By Alex Li and Matt Johnson
On July 2, 2019, Judge Cote of the Southern District of New York issued an opinion that denied a motion for a preliminary injunction ordering the defendant to withdraw its petitions for inter parties review (“IPR”) at the Patent Trial and Appeal Board (“PTAB”). See NuCurrent Inc. v. Samsung Electronics Co., Ltd., No. 1:19-cv-00789-DLC, 2019 WL 2776950, (S.D.N.Y. July 2, 2019). Judge Cote ruled that an expired non-disclosure agreement (“NDA”) did not bar the defendants Samsung Electronics, Co., Ltd. (“Samsung”) from seeking inter parties review of patents held by the plaintiff NuCurrent Inc. (“NuCurrent”).
The plaintiff NuCurrent specializes in wireless charging solutions. In early 2015, NuCurrent and Samsung entered into an NDA that allowed Samsung to evaluate NuCurrent’s technology to determine if it merited a license. The parties did not enter into a licensing agreement in the end. In early 2018, NuCurrent filed a lawsuit against Samsung for misappropriation of trade secrets and patent infringement. Samsung, in turn, filed seven IPR petitions in 2019 challenging the validity of NuCurrent’s patents. NuCurrent motioned the court to enforce a forum selection clause in their NDA that provided “[a]ny legal action, suit or proceeding arising out of or relating to this Agreement or the transactions contemplated hereby must be instituted exclusively in a curt of competent jurisdiction, federal or state, located within the Borough of Manhattan, City of New York and in no other jurisdiction.” NuCurrent asked the court to issue a preliminary injunction ordering Samsung to withdraw its IPR petitions.

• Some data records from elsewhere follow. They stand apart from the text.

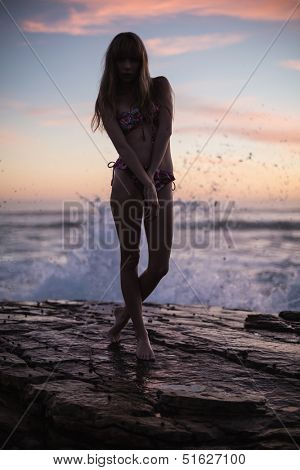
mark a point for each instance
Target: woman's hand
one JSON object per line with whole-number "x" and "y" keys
{"x": 151, "y": 200}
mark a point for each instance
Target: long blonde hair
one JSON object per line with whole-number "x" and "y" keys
{"x": 146, "y": 90}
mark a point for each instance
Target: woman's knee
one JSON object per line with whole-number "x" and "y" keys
{"x": 130, "y": 260}
{"x": 159, "y": 269}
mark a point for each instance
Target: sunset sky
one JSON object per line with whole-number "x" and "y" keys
{"x": 235, "y": 61}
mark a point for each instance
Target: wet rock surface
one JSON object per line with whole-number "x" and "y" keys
{"x": 222, "y": 379}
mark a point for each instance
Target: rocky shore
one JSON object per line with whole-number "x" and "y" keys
{"x": 222, "y": 379}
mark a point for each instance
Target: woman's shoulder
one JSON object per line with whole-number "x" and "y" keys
{"x": 161, "y": 86}
{"x": 161, "y": 81}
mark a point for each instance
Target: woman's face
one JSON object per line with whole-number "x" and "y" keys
{"x": 127, "y": 68}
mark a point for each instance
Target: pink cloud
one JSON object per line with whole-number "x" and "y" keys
{"x": 291, "y": 64}
{"x": 254, "y": 125}
{"x": 88, "y": 17}
{"x": 168, "y": 46}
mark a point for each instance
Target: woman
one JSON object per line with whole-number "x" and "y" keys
{"x": 137, "y": 112}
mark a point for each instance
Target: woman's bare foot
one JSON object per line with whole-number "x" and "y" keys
{"x": 144, "y": 350}
{"x": 121, "y": 319}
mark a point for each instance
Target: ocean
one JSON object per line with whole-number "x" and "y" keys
{"x": 238, "y": 257}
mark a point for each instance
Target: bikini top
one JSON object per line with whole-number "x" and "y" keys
{"x": 130, "y": 120}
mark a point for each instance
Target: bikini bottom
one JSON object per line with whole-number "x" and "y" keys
{"x": 160, "y": 178}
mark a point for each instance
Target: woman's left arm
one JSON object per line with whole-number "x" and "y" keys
{"x": 164, "y": 130}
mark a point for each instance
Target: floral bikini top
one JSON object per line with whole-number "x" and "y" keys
{"x": 130, "y": 120}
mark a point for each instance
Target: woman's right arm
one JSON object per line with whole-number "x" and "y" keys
{"x": 125, "y": 151}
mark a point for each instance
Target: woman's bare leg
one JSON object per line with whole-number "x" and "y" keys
{"x": 159, "y": 233}
{"x": 128, "y": 213}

Judge Cote denied NuCurrent’s motion. She explained that, first, NuCurrent did not demonstrate its likelihood of success on the merits. The 2015 NDA was only effective for a term of two years, so it had already expired in 2019 by the time Samsung filed the IPR petitions.
Second, NuCurrent did not show irreparable injury. Because “the PTAB is authorized by law to review and invalidate those patents that should not have issued in the first place,” Judge Cote wrote, “the cancellation of an improvidently issued patent is not the sort of injury that weights in favor of this injunction request.”
Third, Judge Cote reasoned that the balance of hardships did not tilt in NuCurrent’s favor. While litigating patent validity in two forums would be burdensome to NuCurrent, the preliminary injunction would likely permanent eliminate Samsung’s ability to seek relief before the PTAB, since there is a statutory one-year window for filing an IPR.
Fourth, public interest did not favor the issuance of an anti-IPR injunction. In considering the public interest factor, Judge Cote noted the public interest in an “efficient system for challenging patents that should not have issued,” and the case law that “court should weight the federal policy embodied in the law of intellectual property against even explicit contractual provisions and render unenforceable those provisions that would undermine the public interest,” Idaho Potato Comm’n v. M&M Produce Farms & Sales, 335 F.3d 130, 137.
Takeaway
Note that he Federal Circuit reached a different result in Dodocase VR, Inc. v. MerchSource, LLC, 767 F. App’x 930 (Fed. Cir. 2019), where the court applied a forum selection clause to PTAB proceedings. Nevertheless, these two cases agree at least in their takeaway message that contract-drafting attorneys must carefully contemplate PTAB proceedings that may arise from technology transactions that involve patents.